We are driven by a set of shared values. We are fast, fearless and innovative. We work diligently to get it right. We are guided by accuracy, ethics and proven methodologies. We trust each other and bring these values into everything that we do.

Job Description

YouGov is searching for a Senior Site Reliability Engineer to help with technical planning and execution for our Site Reliability Engineering (SRE) team.

In this collaborative role, you'll work with senior Directors, and a group of Engineers to be collectively responsible for the delivery, optimization, resilience, and availability of high-value and high-transaction-rate services trusted and used by both the general public and some of the largest brands in the world.
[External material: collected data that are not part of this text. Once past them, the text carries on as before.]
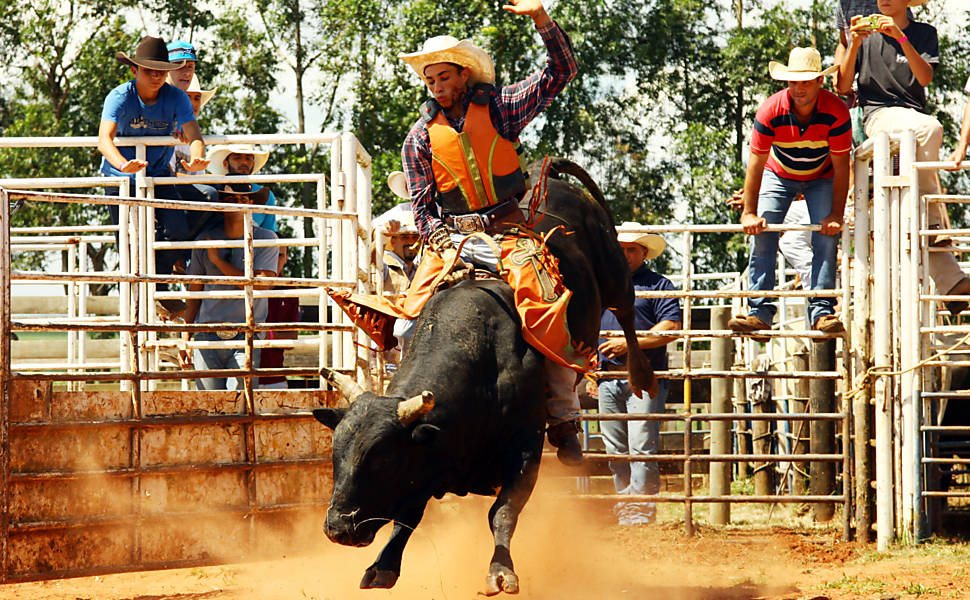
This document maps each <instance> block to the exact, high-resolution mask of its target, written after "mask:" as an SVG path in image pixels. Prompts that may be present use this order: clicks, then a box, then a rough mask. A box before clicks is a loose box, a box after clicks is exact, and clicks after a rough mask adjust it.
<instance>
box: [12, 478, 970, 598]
mask: <svg viewBox="0 0 970 600" xmlns="http://www.w3.org/2000/svg"><path fill="white" fill-rule="evenodd" d="M540 481H541V483H540V488H539V489H538V490H537V493H536V495H535V496H534V497H533V499H532V501H530V503H529V505H528V506H527V508H526V510H525V512H524V513H523V515H522V517H521V519H520V522H519V528H518V530H517V531H516V535H515V537H514V539H513V546H512V555H513V557H514V559H515V565H516V571H517V573H518V574H519V576H520V578H521V586H522V591H521V594H520V595H519V597H520V598H522V599H524V600H525V599H540V598H541V599H564V600H579V599H586V598H595V599H604V600H614V599H637V600H640V599H652V598H657V599H663V600H756V599H764V600H808V599H813V600H816V599H818V600H822V599H831V600H843V599H850V598H852V599H863V598H864V599H867V600H868V599H879V598H886V599H889V598H898V599H900V600H902V599H904V598H906V599H908V598H917V597H926V598H970V568H963V567H961V566H960V565H959V564H955V563H954V562H953V561H951V560H937V559H934V558H932V557H922V558H918V559H913V558H912V557H908V558H904V557H899V558H892V557H889V558H885V559H881V560H880V559H872V558H871V551H870V549H869V548H867V547H863V546H860V545H857V544H847V543H843V542H840V541H838V536H837V534H836V533H835V532H813V533H805V532H796V531H792V530H785V529H764V528H761V529H756V530H735V531H714V530H708V529H705V528H701V529H700V530H699V531H698V534H697V535H696V536H694V537H693V538H687V537H686V536H685V535H684V534H683V524H682V523H661V524H659V525H652V526H637V527H633V528H621V527H619V526H616V525H613V524H612V523H611V521H610V519H609V518H608V516H609V515H608V511H607V510H606V509H605V507H604V506H602V505H599V506H598V507H597V506H585V507H584V506H581V505H578V504H577V503H576V502H575V501H568V500H564V499H563V497H562V493H563V491H565V490H564V489H563V487H564V486H570V485H574V483H573V482H574V481H575V480H573V479H568V478H558V479H557V478H551V477H543V478H541V480H540ZM490 502H491V499H488V498H462V499H458V498H455V499H447V500H446V501H444V502H442V503H438V504H437V505H435V506H433V508H432V509H431V510H429V514H428V515H427V517H426V521H425V522H423V523H422V524H421V526H420V527H419V528H418V530H417V531H416V532H415V534H414V536H413V537H412V538H411V542H410V543H409V545H408V548H407V550H406V552H405V557H404V565H403V569H402V575H401V579H400V580H399V581H398V584H397V586H396V587H395V588H394V589H392V590H370V591H362V590H359V589H358V587H357V586H358V583H359V581H360V577H361V575H362V574H363V572H364V569H365V568H366V567H367V566H368V565H369V564H370V563H371V562H373V560H374V559H375V558H376V556H377V553H378V552H379V550H380V547H381V545H382V543H383V541H384V540H385V539H386V536H387V532H386V531H384V532H382V535H381V536H379V537H378V540H377V541H376V542H375V544H372V545H371V546H369V547H367V548H344V547H340V546H336V545H334V544H331V543H329V542H327V541H326V540H325V539H322V534H321V536H320V538H321V539H320V541H319V542H318V543H316V544H314V545H313V546H312V547H308V548H288V549H286V550H283V551H281V552H280V555H279V558H278V559H276V560H272V561H265V562H256V563H245V564H235V565H226V566H215V567H205V568H196V569H179V570H172V571H158V572H145V573H130V574H118V575H107V576H101V577H86V578H77V579H66V580H59V581H48V582H35V583H25V584H17V585H8V586H4V587H0V598H2V599H6V598H11V599H23V600H41V599H43V600H82V599H83V600H209V599H212V600H255V599H259V600H284V599H285V600H294V599H295V600H308V599H313V600H324V599H326V600H344V599H347V598H360V599H367V600H370V599H374V600H381V599H384V598H390V599H400V600H429V599H436V600H454V599H470V598H476V597H480V595H479V593H480V590H482V589H483V582H484V578H485V573H486V571H487V568H488V562H489V559H490V557H491V550H492V545H491V535H490V533H489V531H488V525H487V522H486V514H487V510H488V506H489V503H490ZM867 556H869V558H866V557H867Z"/></svg>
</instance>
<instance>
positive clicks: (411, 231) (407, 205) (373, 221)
mask: <svg viewBox="0 0 970 600" xmlns="http://www.w3.org/2000/svg"><path fill="white" fill-rule="evenodd" d="M389 221H397V222H398V223H400V224H401V228H400V229H399V230H398V231H396V232H395V233H396V234H398V235H403V234H409V233H410V234H416V233H418V228H417V226H415V224H414V211H412V210H411V203H410V202H402V203H401V204H397V205H395V206H392V207H391V209H390V210H388V211H387V212H385V213H383V214H381V215H380V216H379V217H377V218H375V219H374V220H373V221H371V226H372V227H373V228H374V231H378V230H379V229H380V228H381V227H383V226H385V225H386V224H387V223H388V222H389Z"/></svg>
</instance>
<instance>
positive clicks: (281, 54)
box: [0, 0, 970, 285]
mask: <svg viewBox="0 0 970 600" xmlns="http://www.w3.org/2000/svg"><path fill="white" fill-rule="evenodd" d="M21 4H22V5H18V4H17V3H10V2H7V3H0V49H2V50H3V51H4V55H5V56H6V57H8V60H7V61H6V62H5V63H4V64H3V65H2V66H0V71H2V73H3V80H4V81H5V82H9V84H8V85H6V86H4V87H3V88H2V89H0V133H2V135H4V136H52V135H95V133H96V131H97V125H98V114H99V111H100V109H101V105H102V103H103V100H104V97H105V95H106V94H107V93H108V91H109V90H110V89H112V88H113V87H114V86H116V85H118V84H119V83H121V82H123V81H125V80H127V79H128V78H129V76H130V75H129V73H128V71H127V70H126V69H125V68H124V67H123V66H121V65H119V64H118V63H117V62H116V61H115V60H114V58H113V56H114V53H115V52H117V51H118V50H126V51H130V50H132V49H133V48H134V46H135V45H136V43H137V41H138V39H139V38H140V37H141V36H142V35H144V34H145V33H151V34H160V35H162V36H163V37H165V38H166V39H176V38H179V39H185V40H187V41H191V42H193V43H194V44H195V45H196V47H197V49H198V52H199V58H200V60H199V63H198V67H197V73H198V75H199V78H200V80H201V82H202V84H203V87H206V88H214V87H217V88H218V93H217V94H216V96H215V97H214V98H213V100H212V101H211V102H209V104H208V105H207V106H206V108H205V110H204V112H203V113H202V115H201V118H200V123H201V125H202V128H203V131H204V132H205V133H209V134H219V133H277V132H292V131H311V130H317V128H318V127H319V129H320V130H330V131H335V130H349V131H353V132H354V133H355V135H357V137H358V139H359V140H360V141H361V142H362V144H363V145H364V147H365V148H367V150H368V152H370V153H371V155H372V157H373V179H374V191H373V205H374V212H375V214H377V213H379V212H382V211H384V210H387V209H388V208H390V207H391V206H393V205H394V204H396V203H397V202H399V199H398V198H396V197H394V196H393V195H392V194H391V193H390V191H389V190H388V189H387V187H386V186H385V185H384V181H385V179H386V177H387V175H388V173H390V172H391V171H393V170H396V169H400V168H401V165H400V148H401V143H402V141H403V140H404V137H405V135H406V134H407V131H408V130H409V128H410V127H411V126H412V125H413V123H414V122H415V120H416V118H417V112H418V106H419V105H420V103H421V102H422V101H423V99H424V98H426V97H427V93H426V90H425V89H424V87H423V85H422V83H421V81H420V80H419V78H418V77H417V76H416V75H415V74H414V73H413V72H411V71H410V69H409V68H408V67H407V66H406V65H405V64H404V63H403V62H402V61H400V60H399V59H398V58H397V55H398V54H400V53H403V52H410V51H413V50H415V49H417V48H419V47H420V46H421V44H422V42H423V41H424V40H425V39H426V38H428V37H430V36H433V35H442V34H451V35H455V36H457V37H459V38H464V37H467V38H470V39H472V40H473V41H474V42H475V43H476V44H478V45H480V46H482V47H483V48H485V49H486V50H487V51H488V52H489V53H490V54H491V55H492V57H493V59H494V61H495V65H496V73H497V79H498V83H499V84H503V83H509V82H513V81H517V80H519V79H521V78H523V77H526V76H528V75H529V74H531V73H533V72H535V71H536V70H537V69H539V68H541V65H542V64H543V63H544V61H545V52H544V49H543V47H542V44H541V42H540V40H539V37H538V35H537V34H536V32H535V29H534V27H533V25H532V23H531V21H530V20H529V19H528V18H526V17H519V16H515V15H512V14H510V13H508V12H507V11H504V10H502V9H501V4H502V3H501V2H499V3H496V2H486V1H484V0H467V1H466V2H438V1H437V0H346V1H343V2H334V1H332V0H255V1H246V0H213V1H212V2H209V3H202V4H199V3H196V2H191V1H190V0H144V1H142V2H139V3H137V9H135V8H134V7H135V6H136V3H135V2H134V0H120V1H115V2H111V3H109V2H108V1H107V0H72V1H71V2H58V1H56V0H35V1H34V2H31V3H27V4H23V3H21ZM942 4H943V3H929V4H928V5H926V6H925V7H922V8H920V9H918V12H917V17H918V18H921V19H925V20H928V21H929V22H931V23H932V22H937V21H939V20H940V19H941V18H942V17H941V15H942V13H941V12H940V11H942V10H943V8H942ZM551 13H552V16H553V17H554V18H555V19H556V20H557V22H559V23H560V24H561V25H562V27H563V28H564V30H565V31H567V32H568V34H569V36H570V39H571V41H572V44H573V47H574V48H575V51H576V59H577V62H578V64H579V75H578V76H577V77H576V79H575V80H574V81H573V82H571V83H570V85H569V86H568V87H567V88H566V90H565V91H564V92H563V93H562V94H561V95H560V97H559V98H557V99H556V101H555V102H553V103H552V105H551V106H549V107H548V109H547V110H546V111H545V112H544V114H543V115H541V116H540V117H539V118H538V119H537V120H536V122H535V123H533V124H532V125H531V126H530V127H529V128H527V130H526V131H525V132H524V133H523V142H524V143H525V145H526V147H527V148H528V151H529V154H530V158H531V159H537V158H541V157H542V156H544V155H546V154H550V155H560V156H568V157H570V158H572V159H573V160H576V161H577V162H579V163H580V164H582V165H584V166H585V167H586V168H587V170H589V171H590V173H591V174H593V176H594V177H595V178H596V179H597V180H598V181H599V183H600V185H601V187H602V188H603V190H604V193H605V194H606V196H607V199H608V201H609V203H610V206H611V208H612V210H613V213H614V216H615V218H616V220H617V222H620V221H625V220H635V221H638V222H641V223H649V224H663V223H671V222H674V221H676V220H678V219H683V220H686V221H691V222H697V223H727V222H732V221H734V220H736V215H735V214H732V213H731V212H730V211H729V209H728V208H727V207H726V205H725V201H726V200H727V199H728V198H729V197H730V195H731V192H732V191H733V190H734V189H737V188H738V187H740V186H741V184H742V178H743V175H744V173H743V160H744V159H745V158H746V155H747V153H748V150H747V147H746V145H745V140H746V139H747V138H748V137H749V134H750V130H751V123H752V120H753V117H754V113H755V111H756V109H757V107H758V106H759V105H760V103H761V102H762V101H764V99H765V98H767V97H768V96H769V95H770V94H772V93H774V92H776V91H778V90H779V89H782V85H781V84H780V83H779V82H776V81H773V80H771V79H770V78H769V77H768V74H767V62H768V61H769V60H780V61H784V60H785V59H786V57H787V54H788V52H789V50H790V49H791V48H792V47H793V46H796V45H798V46H804V45H814V46H816V47H817V48H818V49H819V50H820V52H821V53H822V56H823V57H824V58H825V60H826V61H827V62H830V61H831V60H832V59H831V57H832V55H833V54H834V47H835V43H836V40H837V36H836V33H835V31H834V14H833V13H834V3H832V2H830V1H828V0H813V1H812V2H810V3H806V2H800V3H797V6H796V3H794V2H789V1H786V0H731V1H730V2H729V1H728V0H719V1H716V2H710V1H709V0H587V1H584V2H557V3H555V4H554V5H553V7H552V10H551ZM146 26H147V27H149V28H152V27H154V28H157V29H156V30H153V31H145V30H144V28H145V27H146ZM941 55H942V57H943V60H942V63H941V66H940V68H939V69H937V71H936V74H935V77H934V84H933V86H931V88H930V103H931V108H932V109H933V110H935V111H936V114H937V115H938V116H939V117H940V120H941V121H942V122H943V124H944V126H945V127H946V132H947V133H946V139H947V140H948V141H949V140H952V139H955V135H956V128H957V127H958V120H959V114H960V113H959V110H961V109H962V105H963V103H964V102H965V101H966V96H965V94H963V93H962V91H961V90H962V87H963V84H964V83H965V81H966V79H967V77H968V75H970V67H968V65H970V34H968V33H967V32H966V31H959V32H957V33H956V34H955V35H952V36H950V37H946V36H944V37H942V38H941ZM294 81H296V82H297V85H296V86H295V87H294V85H293V82H294ZM284 82H285V83H284ZM283 93H286V94H289V97H287V98H284V99H283V102H281V100H280V97H279V96H280V94H283ZM284 102H285V103H286V104H287V105H288V104H292V103H294V102H295V104H296V106H297V109H296V110H295V111H294V112H296V118H295V119H294V120H293V122H289V121H288V120H287V119H286V118H285V117H284V110H283V109H284V108H285V105H284ZM287 112H288V111H287ZM99 160H100V157H99V155H98V153H97V152H96V151H94V150H90V149H59V150H56V151H53V150H16V151H11V150H2V151H0V161H2V163H0V164H3V167H2V169H0V175H2V176H6V177H40V176H57V175H65V174H69V175H91V174H95V173H96V172H97V168H98V163H99ZM329 162H330V161H329V152H328V150H327V148H326V147H325V146H323V147H314V146H310V147H302V146H281V147H277V148H275V149H274V150H273V154H272V156H271V160H270V162H269V164H268V165H267V167H266V170H267V171H268V172H303V173H324V174H329V169H330V167H329ZM943 181H944V185H945V186H947V187H949V188H950V189H951V190H954V191H967V186H968V184H967V183H966V182H967V178H966V177H965V176H963V177H961V176H958V175H944V177H943ZM274 191H275V192H276V195H277V198H278V200H279V202H280V203H281V204H285V205H300V206H306V207H314V206H316V187H315V185H314V184H312V183H311V184H306V185H300V184H289V185H278V186H274ZM953 212H954V217H955V219H954V220H955V221H956V222H958V223H960V222H963V221H964V219H963V217H962V216H961V215H960V214H959V212H958V211H957V210H954V211H953ZM102 220H104V211H103V210H102V209H97V208H92V207H88V206H82V205H72V206H65V207H51V206H45V205H30V206H28V207H26V208H25V209H24V210H22V211H21V212H20V213H18V223H23V224H27V223H32V224H40V223H43V224H73V223H88V222H99V221H102ZM290 223H291V224H293V225H295V226H296V227H298V228H299V227H302V229H303V231H302V233H303V234H304V235H310V234H312V231H311V229H310V228H311V224H310V222H306V223H303V224H298V223H294V222H292V221H291V222H290ZM284 233H287V234H288V233H289V232H287V231H284ZM668 242H670V247H671V249H672V251H671V252H668V253H665V255H664V257H663V261H666V262H661V263H659V264H658V265H654V266H656V267H658V268H660V269H661V270H674V269H677V268H678V267H679V263H681V262H682V261H683V260H686V259H688V257H685V256H683V255H682V254H683V251H682V249H681V246H682V244H681V243H680V240H679V239H677V238H675V237H674V236H668ZM747 243H748V239H747V238H746V237H745V236H742V235H740V234H737V235H730V234H705V235H703V236H697V237H696V238H695V239H694V243H693V247H692V248H691V249H690V256H689V259H690V260H691V261H692V263H693V264H692V266H693V268H694V269H696V270H698V271H737V270H741V269H742V268H743V267H744V266H745V265H746V263H747ZM91 252H92V258H95V259H96V260H99V261H101V262H100V263H96V264H103V262H104V261H105V260H108V259H110V258H111V255H110V253H108V252H107V251H106V249H103V248H92V249H91ZM287 270H288V272H289V273H292V274H297V273H299V274H303V275H311V274H314V273H316V272H317V266H316V264H315V257H314V256H313V253H312V251H307V252H300V251H298V250H294V251H293V252H292V253H291V257H290V261H289V262H288V264H287ZM712 285H714V284H713V283H712Z"/></svg>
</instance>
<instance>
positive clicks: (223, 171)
mask: <svg viewBox="0 0 970 600" xmlns="http://www.w3.org/2000/svg"><path fill="white" fill-rule="evenodd" d="M230 154H252V155H253V172H252V173H250V175H255V174H256V173H258V172H259V170H260V169H262V168H263V165H265V164H266V161H267V160H269V150H267V151H265V152H260V151H259V150H256V147H255V146H253V145H252V144H225V145H219V146H213V147H212V148H209V154H208V155H207V156H206V158H207V159H209V172H210V173H212V174H213V175H227V174H228V171H227V170H226V165H224V164H222V162H223V161H224V160H226V157H227V156H229V155H230Z"/></svg>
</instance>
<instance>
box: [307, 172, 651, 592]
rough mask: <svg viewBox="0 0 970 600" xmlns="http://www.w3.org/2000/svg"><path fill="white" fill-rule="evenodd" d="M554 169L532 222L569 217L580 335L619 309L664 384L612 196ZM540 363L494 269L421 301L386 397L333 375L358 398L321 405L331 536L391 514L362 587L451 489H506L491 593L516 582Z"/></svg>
mask: <svg viewBox="0 0 970 600" xmlns="http://www.w3.org/2000/svg"><path fill="white" fill-rule="evenodd" d="M560 172H568V173H572V174H574V175H576V176H577V177H579V178H580V180H581V181H583V183H584V185H585V186H586V187H587V189H589V190H590V192H591V194H592V195H593V196H595V200H594V199H592V198H591V197H590V196H589V195H587V194H586V193H584V192H583V191H582V190H580V189H579V188H577V187H574V186H572V185H570V184H568V183H566V182H564V181H561V180H559V179H557V178H555V177H557V176H558V173H560ZM550 175H551V177H550V179H549V182H548V189H549V192H548V203H547V205H546V206H545V210H544V212H545V213H546V214H545V216H544V218H543V219H542V220H541V221H540V222H539V223H538V226H537V227H536V228H535V230H536V231H537V232H538V233H544V232H547V231H550V230H552V229H553V228H555V227H557V226H560V225H561V226H564V229H565V231H563V230H562V229H561V230H560V231H558V232H556V233H554V234H552V236H551V237H550V238H549V240H548V244H549V247H550V249H551V250H552V252H553V253H554V254H555V256H556V257H557V258H558V259H559V269H560V271H561V273H562V275H563V280H564V283H565V285H566V286H567V287H568V288H569V289H570V290H572V292H573V298H572V299H571V301H570V304H569V309H568V314H567V316H568V321H569V329H570V333H571V334H572V336H573V337H574V339H577V340H579V341H581V342H583V343H585V344H587V345H588V346H593V347H595V345H596V343H597V340H598V337H599V322H600V315H601V314H602V311H603V309H604V308H612V309H614V311H615V312H616V314H617V317H618V318H619V321H620V323H621V325H622V327H623V331H624V334H625V337H626V341H627V345H628V347H630V348H635V349H636V351H634V352H632V353H631V356H630V358H629V360H628V363H629V366H630V381H631V382H632V384H633V385H634V387H636V388H638V389H646V390H651V391H652V390H654V389H655V385H656V381H655V379H654V376H653V372H652V371H651V370H650V366H649V363H648V362H647V359H646V357H645V356H644V355H643V353H642V352H640V351H639V348H638V345H637V342H636V333H635V331H634V328H633V302H634V295H633V287H632V282H631V281H630V275H629V269H628V267H627V263H626V259H625V258H624V254H623V250H622V248H621V247H620V245H619V244H618V243H617V241H616V230H615V229H614V227H613V223H612V221H611V219H610V216H609V214H608V211H607V210H606V208H605V203H604V200H603V197H602V194H601V193H600V191H599V189H598V188H597V187H596V185H595V183H593V182H592V180H591V179H590V178H589V176H588V175H587V174H586V173H585V171H583V170H582V169H581V168H579V167H578V166H577V165H575V164H573V163H571V162H569V161H565V160H562V159H557V160H555V161H553V163H552V168H551V169H550ZM566 231H568V232H569V234H568V235H566V234H565V232H566ZM543 360H545V359H544V357H543V356H542V355H541V354H540V353H539V352H538V351H536V350H535V349H533V348H532V347H530V346H529V345H528V344H526V343H525V341H524V340H523V338H522V335H521V331H520V321H519V318H518V315H517V314H516V312H515V308H514V305H513V303H512V294H511V289H510V288H509V287H508V286H507V285H506V284H505V283H503V282H500V281H495V280H485V281H466V282H463V283H461V284H459V285H457V286H455V287H453V288H451V289H448V290H446V291H443V292H440V293H438V294H436V295H435V296H433V297H432V298H431V300H429V301H428V303H427V304H426V305H425V307H424V309H423V311H422V312H421V315H420V317H419V318H418V322H417V325H416V328H415V335H414V338H413V340H412V342H411V343H410V345H409V346H408V350H407V352H406V353H405V355H404V357H403V359H402V362H401V366H400V368H399V370H398V372H397V374H396V375H395V376H394V379H393V380H392V381H391V383H390V385H389V386H388V388H387V391H386V394H387V395H386V396H379V395H376V394H373V393H370V392H362V391H361V390H360V389H359V388H357V387H356V384H354V383H353V382H351V381H349V378H346V377H345V376H340V375H337V374H335V373H333V372H329V371H328V372H327V373H326V375H327V376H328V378H329V379H330V380H331V381H332V382H333V383H335V384H336V385H337V386H338V387H339V388H340V389H341V391H342V392H343V394H344V395H345V396H346V397H347V398H348V399H351V400H352V402H351V404H350V407H349V408H346V409H319V410H316V411H314V415H315V416H316V417H317V419H318V420H319V421H320V422H321V423H323V424H324V425H326V426H328V427H330V428H331V429H333V430H334V435H333V479H334V488H333V496H332V497H331V500H330V507H329V509H328V511H327V521H326V533H327V537H329V538H330V539H331V540H333V541H335V542H337V543H340V544H345V545H350V546H365V545H367V544H370V543H371V542H372V541H373V540H374V536H375V534H376V533H377V530H378V529H380V528H381V527H382V526H383V525H384V524H386V523H387V522H389V521H393V522H394V530H393V532H392V535H391V537H390V539H389V540H388V542H387V545H386V546H385V547H384V549H383V550H382V551H381V553H380V556H378V558H377V560H376V561H375V562H374V564H373V565H371V566H370V567H369V568H368V569H367V571H366V572H365V573H364V577H363V580H362V581H361V587H362V588H389V587H391V586H393V585H394V583H395V582H396V581H397V578H398V576H399V575H400V571H401V555H402V553H403V551H404V546H405V544H406V543H407V540H408V538H409V537H410V535H411V532H412V530H413V529H414V528H415V527H416V526H417V525H418V523H419V522H420V520H421V517H422V515H423V513H424V508H425V505H426V504H427V502H428V500H430V499H431V497H432V496H433V497H436V498H441V497H442V496H443V495H444V494H446V493H448V492H451V493H454V494H458V495H465V494H468V493H473V494H483V495H495V494H496V493H497V496H498V497H497V499H496V500H495V503H494V504H493V505H492V507H491V510H490V511H489V523H490V525H491V529H492V534H493V536H494V539H495V552H494V554H493V556H492V561H491V565H490V567H489V571H488V576H487V580H486V593H487V594H489V595H491V594H496V593H498V592H500V591H505V592H509V593H515V592H517V591H518V585H519V584H518V577H517V576H516V574H515V572H514V570H513V565H512V557H511V554H510V552H509V544H510V541H511V537H512V532H513V531H514V529H515V525H516V522H517V520H518V516H519V513H520V511H521V510H522V508H523V506H524V505H525V503H526V501H527V500H528V499H529V496H530V495H531V493H532V489H533V487H534V486H535V482H536V477H537V475H538V470H539V460H540V458H541V451H542V442H543V431H544V428H545V418H546V408H545V398H544V396H545V379H544V371H543ZM429 392H430V393H429ZM422 394H423V399H422ZM406 399H410V400H406ZM432 407H433V408H432Z"/></svg>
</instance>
You'll collaborate on planning technical aspects, participate in selecting vendors, and help drive the adoption of best practices across all YouGov technology groups. You'll work at a fast pace with autonomy, and you will have the opportunity to train fellow SREs.

What you will do:

  • Collaborate on planning for SRE projects by helping translate high level business goals to project goals

  • Provide input on the technical design and do the technical implementation of SRE plans and projects.

  • Work on the selection of vendors to solve SRE requirements

  • Provide strong and positive mentorship to fellow SREs and to other engineers

  • Participate in support requests for YouGov’s production environment (not on-call)

  • Establish Error Budgets for the products by monitoring SLIs, measuring SLOs and publishing them to dashboards that are useful for the business.

  • Drive blameless post-mortems with all the technology teams and use the Error Budget to establish priorities for any necessary changes

  • Identify and solve critical problems and build automation to prevent their recurrence.

  • Design, develop, and implement supporting cloud services on the Kubernetes platform.

Qualifications

  • 5+ years' work experience in a similar job role.
  • Strong analytical and problem-solving skills.
  • Strong experience with log aggregation, status monitoring applications, and APMs including NewRelic, Sentry, ELK, and Prometheus
  • Kubernetes knowledge and experience (50+ nodes)
  • Experience with cloud (AWS) and on premise setups
  • Strong Linux background and understanding of networking.
  • Significant knowledge of and familiarity with SRE best practices
  • Experience working with fully remote teams
  • Experience administering and/or designing databases - SQL and NoSQL. (preferred but not required)
  • Exposure to Python web applications (preferred but not required)
  • Experience working with Agile project management methodologies

Additional information

This is a full time, permanent remote role, which can be based in a YouGov Office or remote location in the UK or Europe. We are a global team with developers in the US, South America, Europe, and India.